A just transition toward a low-carbon, climate resilient economy is more urgent than ever. At the same time, international efforts to advance just transition have been steadily increasing. Traction for just transition was also evidenced at this past COP (27) as just transition gained its own section heading in the Sharm El Sheikh Implementation Plan. Whist countries and institutions across the globe have diligently worked to develop a broad understanding just transition and its potential, its implementation has raised challenges and questions. A central question in efforts toward a just transition is that of financing.
Like any transition, a just transition requires an intentional, integrated financing plan. A financing plan for just transition must reflect the twofold objective of just transition: achieving a low carbon climate resilient economy and leaving no one behind. While inextricably linked, just transition finance cannot be equated with climate finance because it must go beyond financing for climate actions and consider the unintended consequences on communities. A plan for just transition finance will need to find opportunities to connect green assets with positive social outcomes and demonstrate the benefits that communities, especially vulnerable ones shall receive. According to the Trade & Industrial Policy Strategies (TIPS): “Just transition financing is focused on societal and developmental goals for those negatively impacted by climate action.’3
Financing just transition on its own right, rather as an addition to climate finance has been integral in the current global position. Institutions like The World Bank (WB), and particularly the Climate Investment Funds (CIF), have pioneered a new outlook on financing – one that focuses on just transition led projects. This increasing trend has led way to several global just transition financing initiatives, including:
- The Financing a Just Transition Alliance in the UK connects green finance and social impact investing. Over 40 banks, investors and financial institutions joined forces with universities and trade unions to launch the initiative with the objective of developing just transition across the financial sector and creating real-world impact in the UK.
- The US Just Transition Fund brings together foundations and the private sector to drive $100 million in new philanthropic investments for transitioning energy communities over the next three years. Foundations have made $18.7 million in new commitments, including a $1 million contribution from Google.org to create an Energy Transition Response Center which will help community funds to support energy communities.
- The EU Just Transition Fund, a pillar of the EU’s Just Transition Mechanism through which the European Commission provides grants to member states. Countries must identify territories that will be negatively impacted by the transition. The fund alleviates the socio-economic costs triggered by climate transition, supporting the economic diversification and reconversion of these territories by backing investment in a wide range of projects in line with just transition efforts. The Public Sector Loan Facility finances public investments in the regions most affected by Europe’s transition to a climate-neutral economy. It will combine up to €10 billion in EIB loans with €1.5 billion in EU budget grants.

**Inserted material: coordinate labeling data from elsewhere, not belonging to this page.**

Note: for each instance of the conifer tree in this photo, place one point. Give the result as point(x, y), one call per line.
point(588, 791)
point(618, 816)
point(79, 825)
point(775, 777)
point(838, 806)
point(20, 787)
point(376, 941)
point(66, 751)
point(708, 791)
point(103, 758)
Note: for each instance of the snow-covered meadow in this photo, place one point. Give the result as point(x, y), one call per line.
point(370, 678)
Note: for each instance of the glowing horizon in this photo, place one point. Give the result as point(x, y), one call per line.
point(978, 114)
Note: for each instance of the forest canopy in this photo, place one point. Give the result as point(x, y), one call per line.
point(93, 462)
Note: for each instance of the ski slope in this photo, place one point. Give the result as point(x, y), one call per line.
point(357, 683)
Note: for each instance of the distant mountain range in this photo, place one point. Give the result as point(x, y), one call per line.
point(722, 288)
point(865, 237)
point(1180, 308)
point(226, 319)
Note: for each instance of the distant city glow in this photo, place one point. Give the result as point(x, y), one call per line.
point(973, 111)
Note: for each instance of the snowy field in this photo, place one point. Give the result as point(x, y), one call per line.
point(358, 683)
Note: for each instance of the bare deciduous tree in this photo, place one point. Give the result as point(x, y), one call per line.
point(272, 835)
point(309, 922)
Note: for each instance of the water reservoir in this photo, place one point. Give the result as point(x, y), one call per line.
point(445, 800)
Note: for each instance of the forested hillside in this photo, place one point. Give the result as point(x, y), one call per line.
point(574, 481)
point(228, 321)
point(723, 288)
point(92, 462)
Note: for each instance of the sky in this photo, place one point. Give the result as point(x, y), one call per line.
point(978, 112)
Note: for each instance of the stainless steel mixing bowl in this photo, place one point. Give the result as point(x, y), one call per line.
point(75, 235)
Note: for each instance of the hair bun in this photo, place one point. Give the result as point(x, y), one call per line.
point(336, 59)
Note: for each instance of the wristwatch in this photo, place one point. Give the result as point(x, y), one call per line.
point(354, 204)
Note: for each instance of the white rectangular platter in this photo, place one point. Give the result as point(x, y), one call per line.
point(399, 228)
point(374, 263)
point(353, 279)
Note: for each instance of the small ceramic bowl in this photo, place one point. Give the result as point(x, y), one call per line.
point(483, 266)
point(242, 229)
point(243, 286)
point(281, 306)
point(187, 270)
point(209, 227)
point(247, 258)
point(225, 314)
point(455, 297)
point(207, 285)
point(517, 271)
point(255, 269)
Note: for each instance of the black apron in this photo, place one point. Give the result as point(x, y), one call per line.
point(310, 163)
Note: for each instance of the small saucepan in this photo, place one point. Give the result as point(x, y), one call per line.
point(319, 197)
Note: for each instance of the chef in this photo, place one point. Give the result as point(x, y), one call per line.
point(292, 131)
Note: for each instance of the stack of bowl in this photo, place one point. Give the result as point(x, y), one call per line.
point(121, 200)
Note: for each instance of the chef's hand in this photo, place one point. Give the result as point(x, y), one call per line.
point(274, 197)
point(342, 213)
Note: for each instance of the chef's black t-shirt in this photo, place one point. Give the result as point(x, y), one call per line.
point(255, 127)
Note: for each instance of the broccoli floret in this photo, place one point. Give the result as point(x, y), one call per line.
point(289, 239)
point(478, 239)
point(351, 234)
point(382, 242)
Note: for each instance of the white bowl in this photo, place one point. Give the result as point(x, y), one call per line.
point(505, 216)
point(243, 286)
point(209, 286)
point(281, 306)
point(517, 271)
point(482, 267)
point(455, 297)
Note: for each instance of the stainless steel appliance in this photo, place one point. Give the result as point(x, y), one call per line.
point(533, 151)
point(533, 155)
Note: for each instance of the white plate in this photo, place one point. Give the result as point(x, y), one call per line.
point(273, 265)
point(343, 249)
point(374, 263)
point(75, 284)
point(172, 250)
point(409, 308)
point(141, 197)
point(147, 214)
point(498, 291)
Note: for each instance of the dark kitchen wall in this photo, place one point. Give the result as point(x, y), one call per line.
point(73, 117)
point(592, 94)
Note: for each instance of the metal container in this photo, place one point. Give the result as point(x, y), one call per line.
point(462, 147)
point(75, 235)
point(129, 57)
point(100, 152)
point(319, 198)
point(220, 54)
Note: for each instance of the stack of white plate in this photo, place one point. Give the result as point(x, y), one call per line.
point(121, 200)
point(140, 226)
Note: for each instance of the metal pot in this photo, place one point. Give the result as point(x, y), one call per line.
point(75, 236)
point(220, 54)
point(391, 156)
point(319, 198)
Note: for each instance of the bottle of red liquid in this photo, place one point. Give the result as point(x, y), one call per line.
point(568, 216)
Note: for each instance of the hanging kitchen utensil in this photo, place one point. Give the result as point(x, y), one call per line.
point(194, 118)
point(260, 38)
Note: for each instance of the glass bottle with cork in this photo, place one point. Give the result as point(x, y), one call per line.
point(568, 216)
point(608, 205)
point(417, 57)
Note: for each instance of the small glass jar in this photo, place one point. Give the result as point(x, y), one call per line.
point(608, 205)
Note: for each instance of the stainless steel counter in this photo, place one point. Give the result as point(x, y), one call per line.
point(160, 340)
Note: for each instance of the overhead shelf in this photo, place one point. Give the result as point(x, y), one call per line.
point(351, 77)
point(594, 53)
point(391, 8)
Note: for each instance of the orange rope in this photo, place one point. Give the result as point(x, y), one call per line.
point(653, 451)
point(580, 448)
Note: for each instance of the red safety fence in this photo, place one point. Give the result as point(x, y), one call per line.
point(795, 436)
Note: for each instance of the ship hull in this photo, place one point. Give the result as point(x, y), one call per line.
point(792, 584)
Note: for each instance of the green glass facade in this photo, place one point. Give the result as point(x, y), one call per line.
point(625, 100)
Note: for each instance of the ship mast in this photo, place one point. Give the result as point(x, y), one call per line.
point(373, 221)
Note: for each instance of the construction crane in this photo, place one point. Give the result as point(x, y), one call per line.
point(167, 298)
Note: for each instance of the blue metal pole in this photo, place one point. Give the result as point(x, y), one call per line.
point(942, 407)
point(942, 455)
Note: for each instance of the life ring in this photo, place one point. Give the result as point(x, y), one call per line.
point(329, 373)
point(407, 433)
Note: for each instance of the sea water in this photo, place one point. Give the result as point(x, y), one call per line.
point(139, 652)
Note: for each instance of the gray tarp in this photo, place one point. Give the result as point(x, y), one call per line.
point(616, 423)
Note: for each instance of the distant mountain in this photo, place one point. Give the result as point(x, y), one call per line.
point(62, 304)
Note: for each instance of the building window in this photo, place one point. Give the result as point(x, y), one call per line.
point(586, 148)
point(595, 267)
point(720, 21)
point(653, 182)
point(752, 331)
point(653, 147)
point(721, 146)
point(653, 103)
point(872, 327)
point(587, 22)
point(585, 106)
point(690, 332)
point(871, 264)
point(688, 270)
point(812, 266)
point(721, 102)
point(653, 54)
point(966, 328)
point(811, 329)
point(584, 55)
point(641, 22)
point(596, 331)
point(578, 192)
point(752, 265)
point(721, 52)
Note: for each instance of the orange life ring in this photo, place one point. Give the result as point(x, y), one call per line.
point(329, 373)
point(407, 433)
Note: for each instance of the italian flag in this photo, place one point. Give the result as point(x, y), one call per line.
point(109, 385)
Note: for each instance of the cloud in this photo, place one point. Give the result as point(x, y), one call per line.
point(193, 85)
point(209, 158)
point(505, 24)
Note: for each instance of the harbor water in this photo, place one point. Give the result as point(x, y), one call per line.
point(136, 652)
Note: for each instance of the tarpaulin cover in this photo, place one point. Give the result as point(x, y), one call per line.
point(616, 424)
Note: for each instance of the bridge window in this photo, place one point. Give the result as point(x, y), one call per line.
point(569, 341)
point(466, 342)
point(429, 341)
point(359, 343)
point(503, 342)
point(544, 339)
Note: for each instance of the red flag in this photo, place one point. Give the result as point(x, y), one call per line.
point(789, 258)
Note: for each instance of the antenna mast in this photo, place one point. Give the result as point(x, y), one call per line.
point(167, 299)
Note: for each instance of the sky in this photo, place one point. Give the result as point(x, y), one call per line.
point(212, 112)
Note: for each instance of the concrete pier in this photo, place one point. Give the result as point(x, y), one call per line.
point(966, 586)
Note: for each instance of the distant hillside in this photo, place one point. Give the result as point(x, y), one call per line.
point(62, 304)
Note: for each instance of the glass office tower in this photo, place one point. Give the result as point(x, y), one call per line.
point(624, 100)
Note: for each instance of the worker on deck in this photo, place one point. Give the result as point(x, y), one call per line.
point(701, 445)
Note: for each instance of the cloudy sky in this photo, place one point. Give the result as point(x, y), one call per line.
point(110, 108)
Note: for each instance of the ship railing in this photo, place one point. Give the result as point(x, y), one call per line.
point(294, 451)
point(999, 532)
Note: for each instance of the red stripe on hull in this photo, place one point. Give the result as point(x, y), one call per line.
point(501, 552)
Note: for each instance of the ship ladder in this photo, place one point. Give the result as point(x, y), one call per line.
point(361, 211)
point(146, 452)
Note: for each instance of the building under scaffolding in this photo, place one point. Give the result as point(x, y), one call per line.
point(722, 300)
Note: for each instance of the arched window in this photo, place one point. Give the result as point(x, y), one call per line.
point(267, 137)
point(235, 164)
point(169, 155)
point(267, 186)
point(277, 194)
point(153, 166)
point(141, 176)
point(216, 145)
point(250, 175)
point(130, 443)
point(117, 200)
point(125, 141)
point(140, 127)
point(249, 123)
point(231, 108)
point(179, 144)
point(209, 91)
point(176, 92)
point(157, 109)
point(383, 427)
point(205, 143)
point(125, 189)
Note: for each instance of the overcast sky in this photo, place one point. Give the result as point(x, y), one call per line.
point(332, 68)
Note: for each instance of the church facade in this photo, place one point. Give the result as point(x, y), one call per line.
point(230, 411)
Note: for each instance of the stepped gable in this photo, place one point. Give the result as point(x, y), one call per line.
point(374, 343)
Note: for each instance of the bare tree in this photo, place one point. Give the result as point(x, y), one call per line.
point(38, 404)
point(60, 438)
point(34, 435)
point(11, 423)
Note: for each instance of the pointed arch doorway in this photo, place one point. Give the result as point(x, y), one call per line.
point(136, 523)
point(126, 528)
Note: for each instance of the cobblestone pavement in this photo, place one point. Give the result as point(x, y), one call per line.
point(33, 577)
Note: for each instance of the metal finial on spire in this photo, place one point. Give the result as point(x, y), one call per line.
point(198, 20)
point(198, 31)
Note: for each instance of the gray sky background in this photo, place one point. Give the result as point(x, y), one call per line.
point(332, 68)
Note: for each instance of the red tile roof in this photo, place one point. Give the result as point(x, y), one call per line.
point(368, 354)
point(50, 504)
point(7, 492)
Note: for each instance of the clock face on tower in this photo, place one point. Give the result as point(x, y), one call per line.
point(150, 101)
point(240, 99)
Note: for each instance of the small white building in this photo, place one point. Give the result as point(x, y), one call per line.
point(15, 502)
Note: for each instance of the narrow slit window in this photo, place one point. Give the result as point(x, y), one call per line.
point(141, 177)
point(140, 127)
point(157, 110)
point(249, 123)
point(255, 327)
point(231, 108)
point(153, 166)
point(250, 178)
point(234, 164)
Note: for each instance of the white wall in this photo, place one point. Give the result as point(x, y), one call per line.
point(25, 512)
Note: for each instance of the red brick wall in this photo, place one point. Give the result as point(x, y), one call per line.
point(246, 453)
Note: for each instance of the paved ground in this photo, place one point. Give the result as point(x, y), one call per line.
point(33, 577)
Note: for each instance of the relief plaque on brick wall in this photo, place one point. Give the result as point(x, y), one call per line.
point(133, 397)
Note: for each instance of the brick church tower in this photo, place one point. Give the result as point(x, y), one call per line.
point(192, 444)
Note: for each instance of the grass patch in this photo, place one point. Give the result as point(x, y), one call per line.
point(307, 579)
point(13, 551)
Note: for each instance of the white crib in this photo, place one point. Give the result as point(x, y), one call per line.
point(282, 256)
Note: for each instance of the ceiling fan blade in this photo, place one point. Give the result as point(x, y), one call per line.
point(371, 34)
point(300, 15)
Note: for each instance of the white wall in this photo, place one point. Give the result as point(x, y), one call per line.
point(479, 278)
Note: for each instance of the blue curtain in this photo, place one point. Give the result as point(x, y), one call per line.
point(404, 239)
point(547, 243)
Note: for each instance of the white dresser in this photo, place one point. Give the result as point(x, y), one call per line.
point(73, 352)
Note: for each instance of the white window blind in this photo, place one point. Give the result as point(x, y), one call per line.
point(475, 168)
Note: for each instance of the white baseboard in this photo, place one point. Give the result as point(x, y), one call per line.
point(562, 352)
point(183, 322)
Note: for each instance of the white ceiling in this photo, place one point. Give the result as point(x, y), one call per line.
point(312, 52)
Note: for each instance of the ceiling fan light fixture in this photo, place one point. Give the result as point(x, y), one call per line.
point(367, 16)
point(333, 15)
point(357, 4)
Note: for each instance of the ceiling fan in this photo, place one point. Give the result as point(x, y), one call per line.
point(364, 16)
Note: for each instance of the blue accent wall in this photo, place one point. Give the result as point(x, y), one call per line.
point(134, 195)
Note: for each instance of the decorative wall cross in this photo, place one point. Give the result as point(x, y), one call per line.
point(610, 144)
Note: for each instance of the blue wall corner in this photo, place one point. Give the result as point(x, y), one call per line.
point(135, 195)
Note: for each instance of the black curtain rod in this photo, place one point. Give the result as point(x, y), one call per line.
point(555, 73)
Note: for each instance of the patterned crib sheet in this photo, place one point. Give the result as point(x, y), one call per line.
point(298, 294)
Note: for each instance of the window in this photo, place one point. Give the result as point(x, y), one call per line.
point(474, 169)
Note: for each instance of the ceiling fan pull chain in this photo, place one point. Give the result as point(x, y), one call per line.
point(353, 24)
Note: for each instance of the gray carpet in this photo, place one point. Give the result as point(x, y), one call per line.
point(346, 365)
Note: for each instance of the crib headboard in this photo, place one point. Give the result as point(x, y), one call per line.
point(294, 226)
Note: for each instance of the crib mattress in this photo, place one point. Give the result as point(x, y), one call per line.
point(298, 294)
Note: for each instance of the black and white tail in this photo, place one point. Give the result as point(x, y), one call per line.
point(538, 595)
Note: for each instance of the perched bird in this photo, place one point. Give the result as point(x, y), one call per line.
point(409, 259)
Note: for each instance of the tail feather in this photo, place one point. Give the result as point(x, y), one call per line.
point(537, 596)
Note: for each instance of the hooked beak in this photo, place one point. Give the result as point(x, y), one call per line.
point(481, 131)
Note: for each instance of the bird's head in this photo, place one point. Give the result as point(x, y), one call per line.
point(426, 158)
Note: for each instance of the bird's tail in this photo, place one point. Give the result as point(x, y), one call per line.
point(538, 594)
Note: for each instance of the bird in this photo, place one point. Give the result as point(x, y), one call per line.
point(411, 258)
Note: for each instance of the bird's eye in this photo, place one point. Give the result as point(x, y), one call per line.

- Countries like France, Germany and Spain, are taking the lead in issuing sovereign green bonds under their comprehensive just transition plans for their coal industry. In France, the framework developed by Caisse des Dépôts for its green, social and sustainability bonds is ready-made for the just transition. At a sub-national level, the German state of North Rhine Westphalia has implemented a robust sustainability bond framework, targeting proceeds to boost social inclusion and environmental regeneration. And Spain’s development bank, ICO, has also issued a social bond with strong links to the just transition, using proceeds to finance SME impacted by the climate transition.10
- South Africa’s Just Energy Transition Partnership (JETP), is an initiative between South Africa, France, Germany, the United Kingdom and the United States to help South Africa move from a coal-based economy to renewable energy, taking into account inclusivity and equality. It strives to mobilize an initial commitment of $8.5 billion for the first phase of financing, through various mechanisms including grants, concessional loans and investments and risk sharing instruments, including mobilising the private sector. The JETP investment plan will identify key decarbonization projects and the initiative will work on corresponding reforms that South Africa must implement to maximize the impact of these investments. The development of this initiative has been possible because South Africa placed just energy transition at the centre of its national policy agenda and has worked to involve all stakeholders across society.
- In 2021, Just Transition Finance Roadmaps (JTFR) were launched to mobilize just transition capital in South Africa and India to invest in coal dependent regions and to provide guidance on how financing ought to be executed to maximize social and economic benefits.
- The Climate Investment Funds (CIF) established the Dedicated Grant Mechanism for Indigenous Peoples and Local Communities (DGM) which provides funding directly to communities. Implemented by the World Bank, DGM is investing $80 million globally to support community-led, context-specific programs that draw on local expertise to advance sustainable forest stewardship and elevate voices in local, national, and global climate action. This is being implemented in Ghana and is an interesting model to explore for just transition finance as it involves communities directly.
- The Indonesia Just Energy Transition Partnership (JETP), announced at the G20 Summit held in parallel with COP27, is expected to mobilize USD 20 billion over the next three to five years to accelerate coal power plant decommissioning and an overall just energy transition.
These financing initiatives reiterate global commitments and financing support for a just transition. They also show the opportunities of implementing it a just transition. As these types of initiatives continue to grow and evolve, it will be highly likely more international climate funds and donors will require evidence of just transition proposals and of results measurement frameworks. In other words, it has been proven that financing in one way or another is available- now the task will be to quantifiably demonstrate the extent to which that financing is benefiting communities.
It will require implementing institutions to think creatively on just transition alongside other cross-cutting issues such as gender, youth, nature-based solutions, and biodiversity. According to Gareth Phillips, Manager, Climate and Environment Finance Division, African Development Bank, “just transition is the new “must have”. Following in the footsteps of environmental and social safeguards and gender, today’s investment projects must contribute to a just transition to a low-carbon, climate resilient future- that means protecting jobs and ensuring the costs and benefits of the project are shared across society using a just transition framework”.
The momentum behind just transition is encouraging, its financing is promising, and its implementation could be transformative.